Publié le par Chouan Bourguignon

M. Laurent Lafforgue, né le 6 novembre 1966, est l’un des scientifiques français les plus brillants de sa génération. Ancien élève de l’École normale supérieure (1986), docteur ès sciences (1993), il a d’abord été chercheur au CNRS dans l’équipe "Arithmétique et Géométrie Algébrique" de l’université Paris 11 à Orsay (1990-2000). Depuis 2000, il est professeur permanent à l’Institut des hautes études scientifiques (IHES). Laurent Lafforgue a reçu en 2002 la médaille Fields pour sa démonstration, exceptionnelle par son niveau de généralité, de "la correspondance de Langlands sur les corps de fonctions des courbes projectives définies sur un corps fini". [sic] Pour ceux qui l’ignorent, la Médaille Fields est la distinction la plus prestigieuse du monde dans le domaine des mathématiques, et est d’ailleurs universellement reconnue comme étant l’équivalent du "Prix Nobel de mathématiques" (lequel n’existe pas).
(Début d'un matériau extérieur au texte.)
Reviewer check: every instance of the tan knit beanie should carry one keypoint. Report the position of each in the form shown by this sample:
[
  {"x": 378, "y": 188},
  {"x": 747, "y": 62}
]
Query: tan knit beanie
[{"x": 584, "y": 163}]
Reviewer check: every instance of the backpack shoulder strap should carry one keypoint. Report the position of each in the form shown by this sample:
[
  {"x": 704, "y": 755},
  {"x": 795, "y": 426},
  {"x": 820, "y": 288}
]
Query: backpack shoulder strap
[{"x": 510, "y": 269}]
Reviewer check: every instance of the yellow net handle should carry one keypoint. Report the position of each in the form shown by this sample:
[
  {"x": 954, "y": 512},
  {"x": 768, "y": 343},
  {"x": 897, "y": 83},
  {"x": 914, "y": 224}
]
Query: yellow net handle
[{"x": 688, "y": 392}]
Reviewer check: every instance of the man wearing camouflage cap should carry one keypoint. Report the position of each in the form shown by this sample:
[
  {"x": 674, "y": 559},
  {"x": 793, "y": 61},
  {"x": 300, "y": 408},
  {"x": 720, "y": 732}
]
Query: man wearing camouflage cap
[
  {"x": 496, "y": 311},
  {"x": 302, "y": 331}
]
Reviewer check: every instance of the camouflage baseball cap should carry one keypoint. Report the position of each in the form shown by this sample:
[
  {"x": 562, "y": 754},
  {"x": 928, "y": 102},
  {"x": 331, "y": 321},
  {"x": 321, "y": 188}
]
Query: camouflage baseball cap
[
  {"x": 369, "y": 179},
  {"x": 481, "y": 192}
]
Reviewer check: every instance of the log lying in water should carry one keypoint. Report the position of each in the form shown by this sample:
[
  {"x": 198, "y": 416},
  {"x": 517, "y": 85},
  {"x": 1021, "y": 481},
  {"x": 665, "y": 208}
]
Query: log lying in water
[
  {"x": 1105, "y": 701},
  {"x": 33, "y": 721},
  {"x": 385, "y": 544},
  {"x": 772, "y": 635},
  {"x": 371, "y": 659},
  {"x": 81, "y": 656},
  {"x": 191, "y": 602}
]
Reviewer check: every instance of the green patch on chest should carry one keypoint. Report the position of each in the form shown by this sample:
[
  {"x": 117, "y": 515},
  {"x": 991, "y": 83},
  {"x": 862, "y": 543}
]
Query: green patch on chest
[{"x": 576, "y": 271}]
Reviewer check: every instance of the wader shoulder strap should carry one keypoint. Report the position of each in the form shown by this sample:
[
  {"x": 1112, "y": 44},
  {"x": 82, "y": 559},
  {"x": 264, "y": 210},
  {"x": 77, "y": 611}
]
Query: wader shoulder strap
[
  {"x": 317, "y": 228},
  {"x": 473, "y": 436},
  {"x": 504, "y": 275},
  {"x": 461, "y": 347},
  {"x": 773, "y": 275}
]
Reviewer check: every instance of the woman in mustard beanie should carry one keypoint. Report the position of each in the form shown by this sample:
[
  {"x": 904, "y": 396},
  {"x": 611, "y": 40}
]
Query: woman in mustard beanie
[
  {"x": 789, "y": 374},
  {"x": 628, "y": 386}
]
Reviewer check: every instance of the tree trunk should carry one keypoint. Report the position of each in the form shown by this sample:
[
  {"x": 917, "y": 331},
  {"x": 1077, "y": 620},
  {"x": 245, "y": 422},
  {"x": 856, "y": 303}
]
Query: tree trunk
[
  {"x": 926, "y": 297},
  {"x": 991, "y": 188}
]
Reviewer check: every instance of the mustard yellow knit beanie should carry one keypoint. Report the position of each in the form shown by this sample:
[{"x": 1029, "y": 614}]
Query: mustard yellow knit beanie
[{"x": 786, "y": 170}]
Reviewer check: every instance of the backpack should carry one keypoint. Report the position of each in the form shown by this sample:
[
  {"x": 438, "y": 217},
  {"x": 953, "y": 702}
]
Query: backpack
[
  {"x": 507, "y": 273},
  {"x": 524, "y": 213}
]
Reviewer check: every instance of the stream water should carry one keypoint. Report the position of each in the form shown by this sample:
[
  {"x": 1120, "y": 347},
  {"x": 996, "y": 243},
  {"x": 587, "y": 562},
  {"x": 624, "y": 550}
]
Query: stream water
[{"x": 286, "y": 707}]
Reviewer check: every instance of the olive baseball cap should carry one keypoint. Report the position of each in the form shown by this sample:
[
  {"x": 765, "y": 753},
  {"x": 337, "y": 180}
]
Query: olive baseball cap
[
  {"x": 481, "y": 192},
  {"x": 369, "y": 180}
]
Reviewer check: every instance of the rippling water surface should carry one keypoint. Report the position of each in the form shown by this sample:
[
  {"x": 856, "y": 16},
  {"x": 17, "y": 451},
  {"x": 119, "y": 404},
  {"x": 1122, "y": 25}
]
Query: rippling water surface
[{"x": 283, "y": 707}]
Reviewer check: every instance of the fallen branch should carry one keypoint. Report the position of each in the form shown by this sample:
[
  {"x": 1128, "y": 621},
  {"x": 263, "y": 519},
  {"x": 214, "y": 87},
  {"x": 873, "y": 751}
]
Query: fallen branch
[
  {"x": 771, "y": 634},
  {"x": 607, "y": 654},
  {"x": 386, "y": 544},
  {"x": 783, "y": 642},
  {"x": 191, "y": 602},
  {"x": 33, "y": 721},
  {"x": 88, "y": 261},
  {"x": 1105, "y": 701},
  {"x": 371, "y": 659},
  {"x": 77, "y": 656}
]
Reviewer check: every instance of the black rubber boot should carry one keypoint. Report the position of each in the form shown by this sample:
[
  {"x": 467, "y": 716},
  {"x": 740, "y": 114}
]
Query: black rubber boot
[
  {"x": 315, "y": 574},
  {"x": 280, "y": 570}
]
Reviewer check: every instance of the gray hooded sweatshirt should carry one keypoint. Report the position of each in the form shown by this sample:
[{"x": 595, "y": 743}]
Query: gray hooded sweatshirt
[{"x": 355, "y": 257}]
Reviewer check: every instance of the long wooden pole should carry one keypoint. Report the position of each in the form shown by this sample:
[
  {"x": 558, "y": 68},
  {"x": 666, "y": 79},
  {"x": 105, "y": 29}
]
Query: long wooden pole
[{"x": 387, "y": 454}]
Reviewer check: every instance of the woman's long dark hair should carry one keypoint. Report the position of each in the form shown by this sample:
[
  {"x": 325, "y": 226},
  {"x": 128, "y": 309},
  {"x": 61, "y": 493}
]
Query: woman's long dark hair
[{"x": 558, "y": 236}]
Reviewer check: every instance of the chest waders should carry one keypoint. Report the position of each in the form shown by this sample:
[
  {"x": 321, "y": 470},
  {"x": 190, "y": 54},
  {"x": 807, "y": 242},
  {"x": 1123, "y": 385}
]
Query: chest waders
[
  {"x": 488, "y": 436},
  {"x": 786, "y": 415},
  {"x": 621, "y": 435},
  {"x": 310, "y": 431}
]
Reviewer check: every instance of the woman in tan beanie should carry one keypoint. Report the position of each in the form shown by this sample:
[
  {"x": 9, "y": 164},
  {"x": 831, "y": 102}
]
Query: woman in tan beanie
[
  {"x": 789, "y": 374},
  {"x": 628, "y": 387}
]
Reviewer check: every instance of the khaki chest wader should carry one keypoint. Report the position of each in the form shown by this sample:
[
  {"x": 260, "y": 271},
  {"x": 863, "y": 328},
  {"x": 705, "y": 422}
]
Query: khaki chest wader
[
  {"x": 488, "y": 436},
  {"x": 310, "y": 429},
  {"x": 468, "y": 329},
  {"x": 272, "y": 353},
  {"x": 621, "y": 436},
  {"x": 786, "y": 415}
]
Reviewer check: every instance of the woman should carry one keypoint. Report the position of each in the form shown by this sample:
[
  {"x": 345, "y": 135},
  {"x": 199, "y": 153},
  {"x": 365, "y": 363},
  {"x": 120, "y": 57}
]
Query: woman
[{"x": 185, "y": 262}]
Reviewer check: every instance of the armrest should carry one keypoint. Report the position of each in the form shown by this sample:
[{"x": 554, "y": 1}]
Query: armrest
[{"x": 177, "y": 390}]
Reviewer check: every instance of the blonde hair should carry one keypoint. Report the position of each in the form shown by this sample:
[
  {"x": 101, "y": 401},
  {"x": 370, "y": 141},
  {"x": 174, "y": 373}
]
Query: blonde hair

Laurent Lafforgue a été élu membre de l’Académie des Sciences le 18 novembre 2003. Il a également obtenu le Prix Peccot du Collège de France (1996), la Médaille de bronze du CNRS (1998), le Prix Clay (2000) et le Prix Jacques Herbrand de l’Académie des sciences (2001). Aujourd’hui Laurent Lafforgue vient de se voir mettre dehors sur des questions de fond du « haut conseil de l’éducation ».

En plus de ses titres, Laurent Lafforgue présente encore deux autres particularités :

d’une part, il est issu d’une famille où l’on cultive une sorte de religion de l’Education et du Savoir. D’ailleurs, sa mère et ses deux frères sont également anciens élèves de l’Ecole Normale Supérieure, ce qui n’est pas banal.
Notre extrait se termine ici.